1970’lerde Ram Dass isminde bir hippi, gurusu olan Maharaji’ye bir LSD hap verir. Bunlardan alarak birliğe ulaşmam kabul edilebilir mi, iyi midir? Diye sorar. Guru bir tane daha ver der,verir. Bir tane daha… verir. Hepsini ağzına atıp yutar guru. Öğrencisi şaşkındır. Bu çok büyük bir doz ne yaptım ben diye şok olur ve üzülür.  Aradan geçen kısa bir süre sonra üstad komik ve korkunç görünen yüz halleri sergileyince öğrencisi iyice korkar. Öğrencisini böyle gören guru dayanamayıp kahkakaha atar.

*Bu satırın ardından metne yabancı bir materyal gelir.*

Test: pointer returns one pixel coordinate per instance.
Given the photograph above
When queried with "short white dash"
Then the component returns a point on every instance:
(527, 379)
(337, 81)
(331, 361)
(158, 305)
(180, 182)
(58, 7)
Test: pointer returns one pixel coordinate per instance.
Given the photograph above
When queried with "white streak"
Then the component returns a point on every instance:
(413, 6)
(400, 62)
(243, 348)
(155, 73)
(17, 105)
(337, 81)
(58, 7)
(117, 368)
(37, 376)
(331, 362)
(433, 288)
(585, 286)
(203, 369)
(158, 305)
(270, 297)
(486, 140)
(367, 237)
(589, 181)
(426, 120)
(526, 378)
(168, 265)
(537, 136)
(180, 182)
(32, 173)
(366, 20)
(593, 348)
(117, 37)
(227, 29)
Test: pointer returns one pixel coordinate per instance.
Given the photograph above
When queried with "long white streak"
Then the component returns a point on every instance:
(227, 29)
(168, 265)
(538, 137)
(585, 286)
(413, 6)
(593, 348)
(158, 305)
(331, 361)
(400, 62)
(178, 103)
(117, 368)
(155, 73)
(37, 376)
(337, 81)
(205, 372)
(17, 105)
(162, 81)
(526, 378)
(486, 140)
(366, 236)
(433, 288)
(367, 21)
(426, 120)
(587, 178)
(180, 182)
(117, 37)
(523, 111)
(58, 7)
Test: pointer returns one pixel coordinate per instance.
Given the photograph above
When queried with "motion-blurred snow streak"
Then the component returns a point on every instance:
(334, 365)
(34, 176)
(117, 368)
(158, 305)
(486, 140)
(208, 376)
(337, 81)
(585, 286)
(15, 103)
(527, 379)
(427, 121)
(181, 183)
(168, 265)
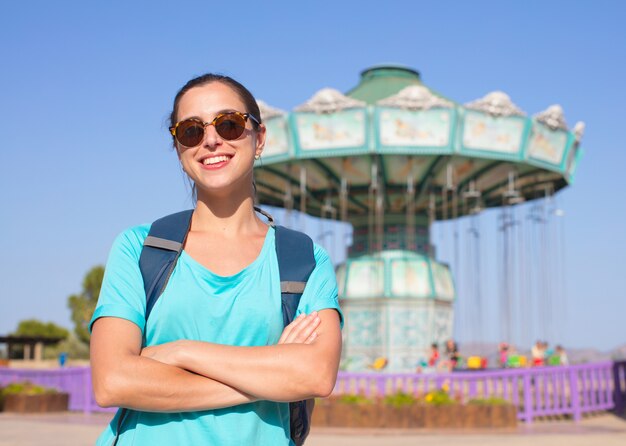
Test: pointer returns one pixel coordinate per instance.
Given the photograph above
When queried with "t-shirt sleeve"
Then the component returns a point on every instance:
(122, 294)
(321, 291)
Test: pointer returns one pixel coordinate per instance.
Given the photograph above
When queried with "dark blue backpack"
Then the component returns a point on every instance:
(296, 262)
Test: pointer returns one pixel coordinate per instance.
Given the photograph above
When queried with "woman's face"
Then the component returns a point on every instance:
(218, 166)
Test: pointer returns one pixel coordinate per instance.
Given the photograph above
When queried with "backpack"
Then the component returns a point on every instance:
(296, 262)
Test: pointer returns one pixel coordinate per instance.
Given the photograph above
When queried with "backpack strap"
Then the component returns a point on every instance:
(160, 252)
(296, 262)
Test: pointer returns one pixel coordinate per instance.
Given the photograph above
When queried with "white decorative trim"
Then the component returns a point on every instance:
(579, 130)
(329, 100)
(496, 103)
(269, 112)
(552, 117)
(415, 97)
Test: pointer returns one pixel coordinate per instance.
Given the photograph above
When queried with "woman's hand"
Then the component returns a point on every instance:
(301, 330)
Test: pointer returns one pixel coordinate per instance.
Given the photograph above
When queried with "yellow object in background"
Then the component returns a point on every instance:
(474, 362)
(379, 363)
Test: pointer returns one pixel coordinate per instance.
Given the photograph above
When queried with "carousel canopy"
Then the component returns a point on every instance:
(393, 143)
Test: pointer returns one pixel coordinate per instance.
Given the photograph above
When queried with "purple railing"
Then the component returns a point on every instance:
(619, 384)
(536, 392)
(74, 380)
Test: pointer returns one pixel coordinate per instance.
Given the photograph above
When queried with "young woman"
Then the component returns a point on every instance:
(213, 365)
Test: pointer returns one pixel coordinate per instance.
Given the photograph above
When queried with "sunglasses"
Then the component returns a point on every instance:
(229, 126)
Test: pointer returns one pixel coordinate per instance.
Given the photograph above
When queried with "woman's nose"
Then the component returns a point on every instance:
(211, 137)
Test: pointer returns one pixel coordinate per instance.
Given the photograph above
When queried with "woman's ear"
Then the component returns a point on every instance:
(260, 140)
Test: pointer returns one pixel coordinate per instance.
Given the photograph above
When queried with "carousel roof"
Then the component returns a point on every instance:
(397, 274)
(393, 137)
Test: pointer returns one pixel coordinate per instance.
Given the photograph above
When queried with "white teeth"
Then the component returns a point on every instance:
(215, 160)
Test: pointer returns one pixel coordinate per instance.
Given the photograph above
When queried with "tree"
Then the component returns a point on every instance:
(34, 327)
(83, 305)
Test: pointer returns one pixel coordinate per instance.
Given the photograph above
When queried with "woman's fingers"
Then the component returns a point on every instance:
(289, 328)
(300, 330)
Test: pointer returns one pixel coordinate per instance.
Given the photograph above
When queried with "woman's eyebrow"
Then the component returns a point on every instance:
(219, 112)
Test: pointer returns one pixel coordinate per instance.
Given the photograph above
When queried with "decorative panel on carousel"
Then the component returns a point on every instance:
(410, 278)
(420, 130)
(328, 133)
(366, 278)
(444, 287)
(277, 139)
(493, 137)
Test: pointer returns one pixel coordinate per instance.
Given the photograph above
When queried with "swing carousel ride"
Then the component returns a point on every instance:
(392, 157)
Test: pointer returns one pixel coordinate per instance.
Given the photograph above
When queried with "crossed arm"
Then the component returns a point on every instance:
(192, 375)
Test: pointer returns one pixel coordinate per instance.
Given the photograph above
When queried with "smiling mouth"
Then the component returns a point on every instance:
(215, 160)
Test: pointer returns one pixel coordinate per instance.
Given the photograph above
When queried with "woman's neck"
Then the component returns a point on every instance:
(226, 216)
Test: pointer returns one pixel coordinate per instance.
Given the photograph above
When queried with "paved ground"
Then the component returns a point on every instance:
(81, 430)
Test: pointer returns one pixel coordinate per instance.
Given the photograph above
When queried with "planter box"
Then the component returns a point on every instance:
(333, 412)
(47, 402)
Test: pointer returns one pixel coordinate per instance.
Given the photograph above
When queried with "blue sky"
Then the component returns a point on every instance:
(86, 87)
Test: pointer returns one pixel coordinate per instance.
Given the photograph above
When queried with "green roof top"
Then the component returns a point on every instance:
(382, 81)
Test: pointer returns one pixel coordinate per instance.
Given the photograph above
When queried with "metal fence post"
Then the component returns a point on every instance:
(528, 397)
(574, 394)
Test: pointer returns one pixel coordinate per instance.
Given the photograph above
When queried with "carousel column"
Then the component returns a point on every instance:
(410, 214)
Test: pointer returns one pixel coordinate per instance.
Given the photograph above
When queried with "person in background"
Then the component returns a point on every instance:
(213, 364)
(503, 351)
(537, 353)
(433, 359)
(452, 354)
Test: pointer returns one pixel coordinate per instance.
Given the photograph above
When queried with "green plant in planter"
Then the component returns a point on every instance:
(439, 398)
(400, 399)
(25, 388)
(354, 399)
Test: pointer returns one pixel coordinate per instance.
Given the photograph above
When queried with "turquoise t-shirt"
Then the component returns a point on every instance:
(243, 309)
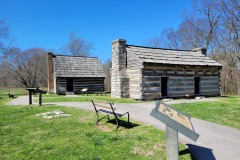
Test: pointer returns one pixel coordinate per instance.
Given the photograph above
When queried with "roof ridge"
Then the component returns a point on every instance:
(72, 56)
(160, 48)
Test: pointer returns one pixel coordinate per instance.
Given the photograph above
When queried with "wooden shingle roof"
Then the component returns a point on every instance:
(168, 56)
(75, 66)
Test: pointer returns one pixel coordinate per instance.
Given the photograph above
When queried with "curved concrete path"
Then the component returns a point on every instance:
(215, 141)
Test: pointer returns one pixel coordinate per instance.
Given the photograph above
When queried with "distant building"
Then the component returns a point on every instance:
(148, 73)
(73, 73)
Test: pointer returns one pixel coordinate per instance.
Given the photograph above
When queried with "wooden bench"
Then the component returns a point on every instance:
(10, 95)
(101, 93)
(107, 109)
(85, 90)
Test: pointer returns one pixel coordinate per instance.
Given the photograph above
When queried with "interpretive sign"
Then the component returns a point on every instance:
(35, 90)
(175, 121)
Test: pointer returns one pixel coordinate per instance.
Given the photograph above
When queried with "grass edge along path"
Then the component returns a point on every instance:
(225, 111)
(26, 136)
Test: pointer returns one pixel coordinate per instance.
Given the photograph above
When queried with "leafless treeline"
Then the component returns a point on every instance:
(215, 25)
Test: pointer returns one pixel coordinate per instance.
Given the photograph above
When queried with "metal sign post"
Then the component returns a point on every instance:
(175, 121)
(35, 90)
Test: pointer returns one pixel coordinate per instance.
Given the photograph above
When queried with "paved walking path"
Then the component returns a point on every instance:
(215, 141)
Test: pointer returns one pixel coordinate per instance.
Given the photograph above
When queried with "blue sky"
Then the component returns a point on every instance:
(47, 23)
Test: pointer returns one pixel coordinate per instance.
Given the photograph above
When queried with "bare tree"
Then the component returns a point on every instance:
(77, 46)
(28, 67)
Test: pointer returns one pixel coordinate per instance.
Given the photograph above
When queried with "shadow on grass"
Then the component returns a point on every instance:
(198, 152)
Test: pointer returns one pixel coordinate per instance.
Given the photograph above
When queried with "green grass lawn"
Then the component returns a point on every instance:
(26, 136)
(226, 111)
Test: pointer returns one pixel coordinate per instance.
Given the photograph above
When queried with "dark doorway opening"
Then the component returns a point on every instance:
(197, 85)
(69, 85)
(164, 86)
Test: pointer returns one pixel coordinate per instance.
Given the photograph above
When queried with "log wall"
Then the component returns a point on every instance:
(93, 85)
(180, 81)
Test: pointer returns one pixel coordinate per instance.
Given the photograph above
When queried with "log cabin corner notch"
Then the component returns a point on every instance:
(73, 73)
(147, 73)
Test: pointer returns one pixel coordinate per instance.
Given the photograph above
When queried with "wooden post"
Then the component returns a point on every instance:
(30, 97)
(40, 99)
(172, 143)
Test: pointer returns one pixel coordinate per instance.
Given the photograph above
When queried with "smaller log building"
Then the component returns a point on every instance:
(146, 73)
(73, 73)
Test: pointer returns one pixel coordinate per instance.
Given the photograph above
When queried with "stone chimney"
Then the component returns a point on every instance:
(50, 73)
(119, 80)
(201, 50)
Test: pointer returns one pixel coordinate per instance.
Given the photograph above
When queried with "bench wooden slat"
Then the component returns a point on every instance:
(104, 106)
(105, 111)
(111, 110)
(99, 101)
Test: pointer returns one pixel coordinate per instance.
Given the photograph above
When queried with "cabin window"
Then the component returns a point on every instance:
(164, 86)
(69, 85)
(197, 85)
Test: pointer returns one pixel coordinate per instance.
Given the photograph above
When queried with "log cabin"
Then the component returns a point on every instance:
(71, 74)
(146, 73)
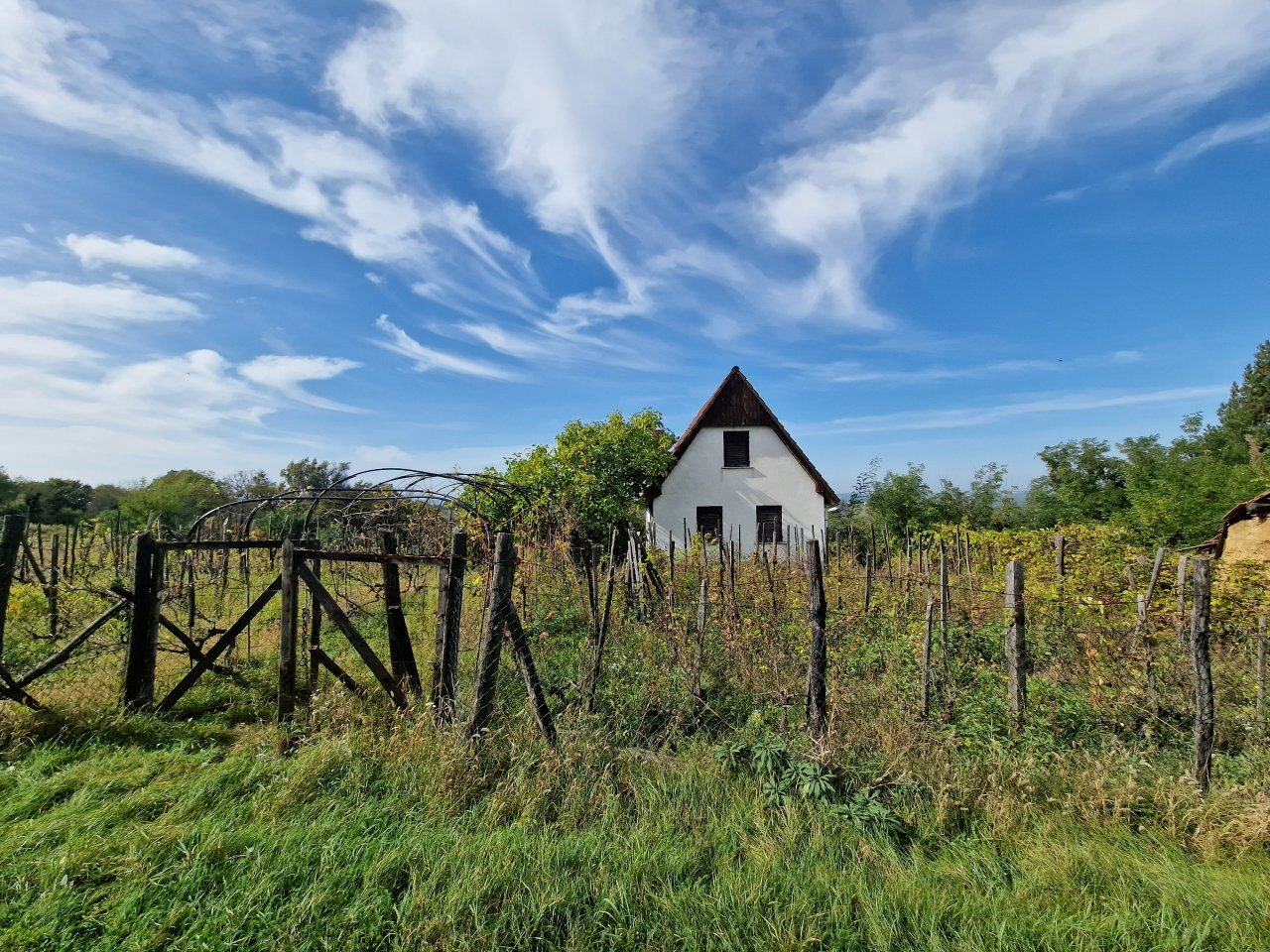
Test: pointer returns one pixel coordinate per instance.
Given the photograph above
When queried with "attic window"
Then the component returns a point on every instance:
(770, 525)
(735, 448)
(710, 521)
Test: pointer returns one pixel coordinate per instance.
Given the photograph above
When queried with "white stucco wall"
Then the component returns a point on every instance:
(774, 477)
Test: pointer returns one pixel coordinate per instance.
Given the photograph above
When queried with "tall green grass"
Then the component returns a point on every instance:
(380, 833)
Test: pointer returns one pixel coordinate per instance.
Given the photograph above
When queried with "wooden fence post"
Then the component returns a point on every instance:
(54, 585)
(926, 657)
(1148, 651)
(405, 670)
(492, 640)
(316, 621)
(1016, 643)
(529, 673)
(601, 630)
(1203, 667)
(13, 531)
(444, 688)
(702, 615)
(1180, 619)
(945, 604)
(1261, 665)
(141, 652)
(289, 622)
(817, 710)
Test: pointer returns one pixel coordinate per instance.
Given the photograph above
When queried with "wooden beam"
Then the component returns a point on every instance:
(354, 638)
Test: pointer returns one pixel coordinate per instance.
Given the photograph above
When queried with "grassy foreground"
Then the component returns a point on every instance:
(139, 834)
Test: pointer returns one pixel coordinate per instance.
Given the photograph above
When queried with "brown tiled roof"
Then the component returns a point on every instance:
(737, 404)
(1247, 509)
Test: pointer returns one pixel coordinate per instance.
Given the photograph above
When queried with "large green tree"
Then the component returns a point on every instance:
(313, 475)
(55, 500)
(1178, 492)
(595, 474)
(1243, 419)
(902, 500)
(177, 498)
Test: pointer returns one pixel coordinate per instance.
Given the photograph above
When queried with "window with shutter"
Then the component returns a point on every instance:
(769, 525)
(710, 521)
(735, 448)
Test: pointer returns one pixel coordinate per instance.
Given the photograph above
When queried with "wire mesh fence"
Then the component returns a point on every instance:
(644, 634)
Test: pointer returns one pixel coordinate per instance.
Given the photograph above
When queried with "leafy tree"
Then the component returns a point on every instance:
(177, 498)
(1179, 492)
(1243, 420)
(55, 500)
(597, 472)
(105, 498)
(1084, 480)
(250, 484)
(902, 499)
(8, 492)
(313, 475)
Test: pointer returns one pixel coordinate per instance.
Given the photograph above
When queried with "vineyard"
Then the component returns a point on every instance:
(898, 696)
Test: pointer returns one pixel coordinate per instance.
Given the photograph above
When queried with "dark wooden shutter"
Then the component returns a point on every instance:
(735, 448)
(710, 521)
(769, 525)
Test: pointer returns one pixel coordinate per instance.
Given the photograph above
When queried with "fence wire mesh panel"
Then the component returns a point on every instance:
(658, 638)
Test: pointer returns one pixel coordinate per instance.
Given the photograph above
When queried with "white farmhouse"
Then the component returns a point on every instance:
(739, 475)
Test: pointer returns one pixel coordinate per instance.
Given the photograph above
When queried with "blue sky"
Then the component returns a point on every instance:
(430, 232)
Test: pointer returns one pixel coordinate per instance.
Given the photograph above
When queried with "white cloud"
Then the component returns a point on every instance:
(130, 252)
(949, 417)
(286, 375)
(858, 372)
(939, 105)
(36, 350)
(122, 420)
(14, 246)
(1256, 130)
(348, 190)
(426, 358)
(576, 103)
(39, 302)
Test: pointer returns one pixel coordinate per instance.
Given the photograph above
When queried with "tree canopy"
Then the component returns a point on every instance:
(597, 472)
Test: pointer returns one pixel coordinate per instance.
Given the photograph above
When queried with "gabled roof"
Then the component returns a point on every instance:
(1255, 508)
(737, 404)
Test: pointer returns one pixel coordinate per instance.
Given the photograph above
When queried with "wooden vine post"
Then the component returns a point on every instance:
(449, 613)
(405, 671)
(492, 639)
(1202, 594)
(12, 534)
(926, 657)
(817, 703)
(1016, 643)
(290, 625)
(1261, 665)
(143, 647)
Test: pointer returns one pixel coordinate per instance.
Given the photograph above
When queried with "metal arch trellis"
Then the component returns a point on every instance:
(488, 500)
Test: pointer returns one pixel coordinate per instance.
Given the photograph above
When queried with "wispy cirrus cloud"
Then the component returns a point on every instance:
(287, 375)
(940, 107)
(1255, 130)
(426, 358)
(965, 416)
(195, 409)
(40, 302)
(860, 372)
(128, 252)
(350, 194)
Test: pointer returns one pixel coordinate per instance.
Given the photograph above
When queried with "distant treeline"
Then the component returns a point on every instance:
(177, 498)
(1166, 493)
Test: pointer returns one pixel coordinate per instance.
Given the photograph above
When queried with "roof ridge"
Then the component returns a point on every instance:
(737, 377)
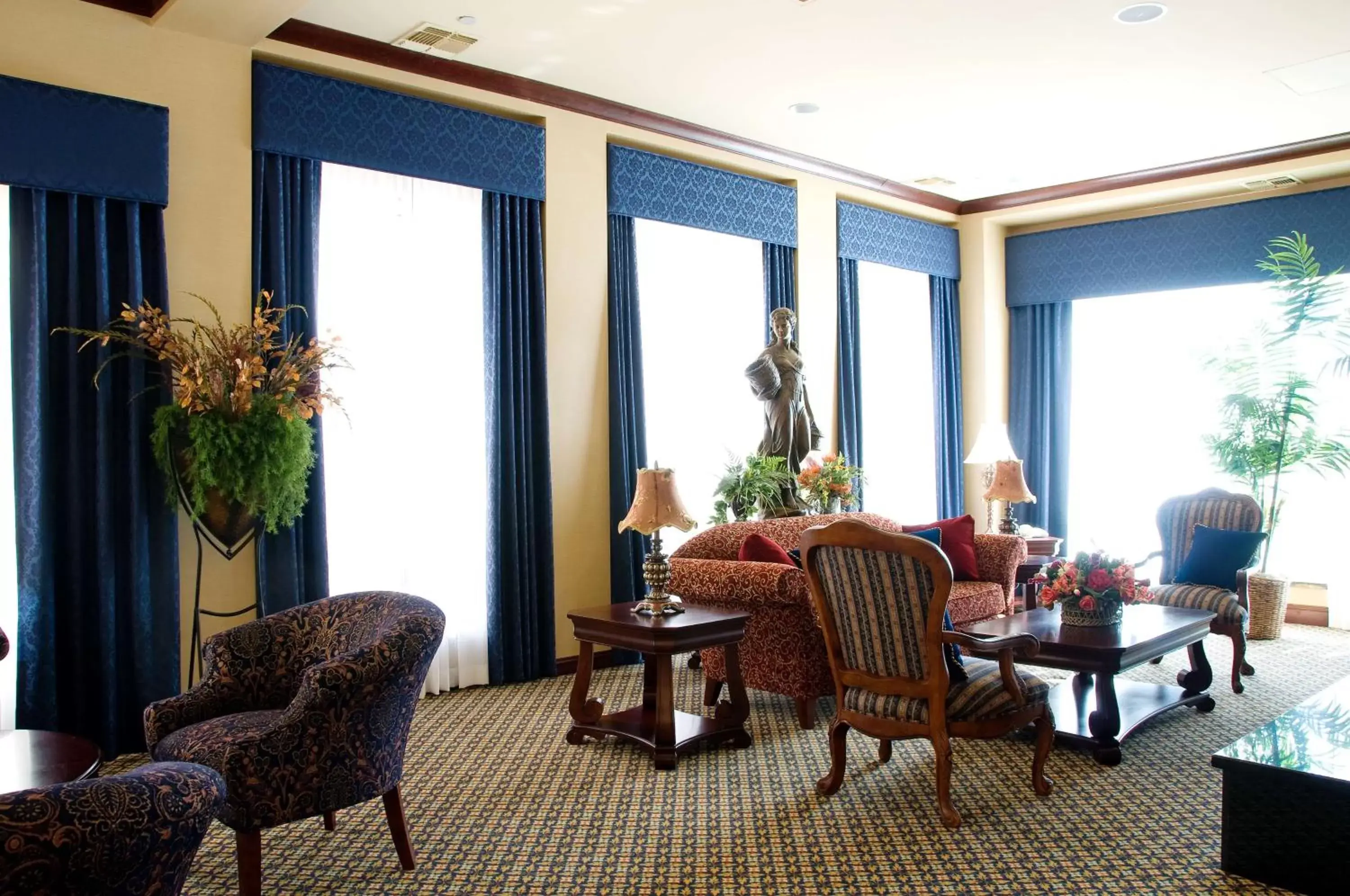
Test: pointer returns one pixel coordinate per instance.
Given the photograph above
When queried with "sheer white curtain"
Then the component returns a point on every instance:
(896, 355)
(1143, 403)
(9, 564)
(701, 299)
(400, 284)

Ben zaten oradayım der.

“Ben zaten oradayım…” Dolayısıyla bu ilaçların onda bırakabileceği hiçbir fiziksel etki yoktur.

 

Ruhani seremonilerde üstadlar normal koşullarda bir insanı kısa sürede öldürebilecek türde kobra ve ya farklı hayvan zehirlerini ya da bitki özlerini oral olarak, duman olarak, ya da kana enjekte ederek alarak kendilerini sınamışlardır. İnsan Yaratanla güçlü bağlantı halindeyken bedeninin frekansı çok yüksek olur ve bedene giren her şey öz güce ve şifaya  dönüşür.

O üstadlar ki, ateşin üstünde de yürür, buzlu bir gölde de uyur, yemek yemeden 6 ay meditasyonda da kalır…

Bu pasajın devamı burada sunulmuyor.